Cut the puff pastry into 3 equal rectangles. Arrange on a baking tray lined with baking paper.
Poke generously with a fork and sprinkle with sugar.
Top with another sheet of baking paper and lay a cooling rack on top of the baking paper.
Bake for about 30 minutes until golden brown.
In the meantime, make the pastry cream.
Cut open and scrape out the vanilla bean.
Place the vanilla and milk in a pot and bring to a boil. Reserve about ¼ of the milk to mix together with the cornstarch.
Mix together the egg yolks and sugar in a bowl.
Add the cornstarch and reserved milk. Mix until well incorporated.
Once the milk in boiling, begin ladeling the hot milk into the egg and sugar mixture while continuously stirring. Finally, add all the milk.
Return everything to the pot through a strainer, and while continuously stiring, slowely bring the mixture, once again, to a boil. Remove from heat and add the butter. Stir.
Transfer the pastry cream onto a tray lined with plastic wrap and wrap the cream tightly, removing all air. Refrigerate.

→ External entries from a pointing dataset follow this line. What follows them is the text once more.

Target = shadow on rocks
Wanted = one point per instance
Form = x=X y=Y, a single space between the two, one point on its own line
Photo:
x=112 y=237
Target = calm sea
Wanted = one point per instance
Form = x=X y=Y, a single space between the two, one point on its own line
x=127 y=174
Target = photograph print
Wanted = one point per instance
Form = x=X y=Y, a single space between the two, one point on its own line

Once the baked puff pastry had cooled off, it is time to build the Napoleons.
Pipe the pastry cream evenly onto one of the puff pastry rectangles. Top with the second puff pastry. Repeat by piping the pastry cream onto the puff pastry and top with the third puff pastry rectangle, BOTTOM SIDE UP. This ensure a flatter surface for the decoration.

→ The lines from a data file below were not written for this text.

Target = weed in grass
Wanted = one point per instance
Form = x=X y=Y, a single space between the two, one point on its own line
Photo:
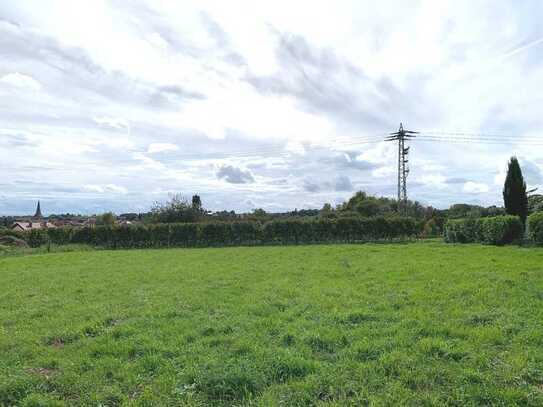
x=409 y=324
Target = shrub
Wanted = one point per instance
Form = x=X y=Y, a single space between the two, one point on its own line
x=535 y=226
x=290 y=231
x=501 y=230
x=462 y=230
x=497 y=230
x=37 y=237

Mix together the powdered sugar, corrn syrup, butter, and milk removing all clumps.
Pour ¾ of the icing over top the pastry. Spread evenly with an offset spatula.
Add the cocoa powder to the remaining icing and stir. With a piping bag, pipe lines across the pastry. Using a toothpick, drag the icing down the pastry creating the traditional decoration.
Let dry for about 15 minutes.
With a sharp, serated knife, carefully trim the edges of the pastry cleaning the knife after each cut, and finally, cutting the single Napoleons.